Antes era como usted lo describe, sí.

Hasta que a mi madre la operaron, en 1972, a corazón abierto. Yo tenía diez años. Y eso me hizo adulta de golpe.

No me extraña.

El costurón en el pecho... impresiona­nte. Fue traumático, entendí la dureza de la vida. La cuidé. Sobrevivió todavía seis años.

¿Qué tipo de niña fue usted?

Creé mis juegos solitarios, con muñecas, con cuadernos, escribía mis cuentos... Desde entonces, ¡para mí escribir es jugar!

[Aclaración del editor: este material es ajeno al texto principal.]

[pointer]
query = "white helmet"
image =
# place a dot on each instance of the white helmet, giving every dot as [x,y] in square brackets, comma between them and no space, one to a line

¿El trauma la hizo escritora?

“Mi madre ha tenido el corazón fuera del cuerpo”, contaba yo a mis amiguitas, y era verdad: me miraban boquiabier­tas, y atrapar su atención me proporcion­aba gran placer.

¿Y después de muerta su madre...?

Veía a mi padre esperar mi llegada, en un banco de la plaza. Él tenía miedo a subir a casa solo. Y yo también. Y subíamos juntos...

¿Qué temían?

Él, a la soledad y a que el fantasma de ella le reprochase desidias. Yo, a haberle fallado.

¿Qué aprendió usted de un padre que hacía pantanos?

¡Y el pirulí de Torrespaña! Él lo señalaba, y lo decía con orgullo. Pero más alardeaba de no haber robado ni un duro, pudiendo: era auditor, y veló para coartar corruptela­s.

¡Contra la corrupción, Manuel Lindo!

Su orgullo era haber prosperado siendo honrado. Y nos hacía agradecer el agua del grifo: sabía de las muchas vidas de obreros que había costado, en las obras de pantanos.

Pantanos de Franco.

Franco aplicó el plan previament­e diseñado por la República.

Si le preguntan de dónde es usted, ¿qué responde?

De tantos sitios... y adolescent­e del barrio de Moratalaz, y lo digo con orgullo.

Y viviendo en Nueva York a menudo.

Hay allí la misma gente de barrio, y en las vidas de barrio encuentro el pálpito de la literatura: viven ahí los anhelos, los sueños, las personas con sus aspiracion­es.